Jueves 22 diciembre, 2011


Cándido Alvarado
La Prensa, Honduras

“Por segunda ocasión, Honduras quedó fuera de ser elegible a un segundo compacto de la Cuenta de Desafío del Milenio”, es una oración que apareció en los periódicos hace unos días. Compacto se entiende como una estructura apretada, densa; por eso decimos que ese terreno es muy compacto”. Es inexplicable por qué hay que hacerle tan difícil la situación a los lectores si, en este ejemplo, lo más fácil es hablar de reembolsos en vez de compactos. Otras veces confundimos las lexías: “Lorena Guzmán tiene un carácter sensible, se enoja con facilidad”. La sensibilidad es la capacidad propia de los seres vivos de percibir sensaciones y de responder a muy pequeñas excitaciones, estímulos o causas. Muchas personas son muy sensibles al calor, otras al frío. Por pura extensión metafórica, decimos que esa celda solar es muy sensible. Pero con frecuencia leemos o escuchamos noticias que señalan que “WikiLeaks difundió informaciones sensibles”.

Por supuesto que esas noticias han sido traducidas generalmente de periódicos norteamericanos y de ahí ha venido el calco “sensitive” que en inglés significa sensible, pero también “delicado”, no así en español; en todo caso, las informaciones no son sensibles, son delicadas.

Hay algo muy peligroso que está atacando al idioma español y, de paso, los trabajadores de la palabra casi no hacemos nada por remediarlo, más bien lo patrocinamos por absorción. Se trata del narcolenguaje y la jerga policial que es compuesta por el ingreso de patrones lingüísticos propios del mundo callejero. Cuando una sociedad no tiene confianza en sus autoridades opta por tomarse la justicia por sus propias manos; es decir, si un criminal no es juzgado por la ley, entonces los afectados “ajustician” al malandro. Ajusticiar es aplicar la pena de muerte, algo que solo un juez puede hacer; no obstante, en el español de América este verbo ha llegado a significar “matar entre varios a alguien como castigo ejemplar”.
Jurídicamente y referido a castigos legales, ejecutar es “dar muerte al reo condenado a ella”; quizá el tal “ejecutar” se haya dado por miles de años en forma extrajudicial (como en los ochenta aquí en Honduras) y el concepto adquiere validez.

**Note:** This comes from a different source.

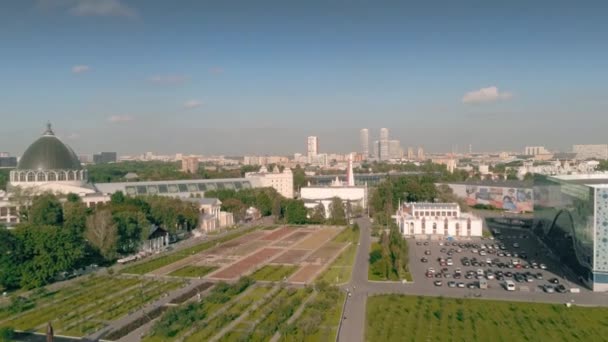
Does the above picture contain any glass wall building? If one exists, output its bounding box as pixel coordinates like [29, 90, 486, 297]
[534, 174, 608, 291]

Pero nuestros policías sólo porque una persona apareció muerta por tiro o arma blanca ya dicen que fue “ejecutado”; ese ejecutar es producto de la narcolengua y del subnivel policial. Lo normal es “muerto, asesinado”. Llama mucho la atención que desde agentes de baja escala hasta los superiores de la Policía no pueden hablar sin meter el molesto y vulgar “lo que es”. Observamos que un comisionado de policía en una entrevista habló dos minutos y mencionó esa banalidad en doce veces. Es una banalidad porque esa frase no aporta nada al significado de la expresión: “Queda prohibido lo que es andar dos hombres en moto, si lo hacen se les decomisará lo que es el vehículo”, qué le dificultaba al oficial decir: “Queda prohibido andar dos hombres en moto, si lo hacen se les decomisará el vehículo”.

Otro problema muy común y que casi nadie lo detecta es la especie de metátesis que se da con los pronombres enclíticos. “Delen eso”, “Demen trabajo”; no existen las variantes pronominales “len” ni “men”, sí hay “le” y “me”, luego, lo correcto es “denle trabajo” o “denles o dennos trabajo” sin son varios objetos directos, y denme trabajo”. Queda claro que le y me es singlar, pero la mayoría de hablantes usan indistintamente el vulgar “len” en ambos números: “Delen comida al perro” o “delen comida a los perros”, en todo caso lo correcto es “Denle comida al perro” y “Denles comida a los perros”.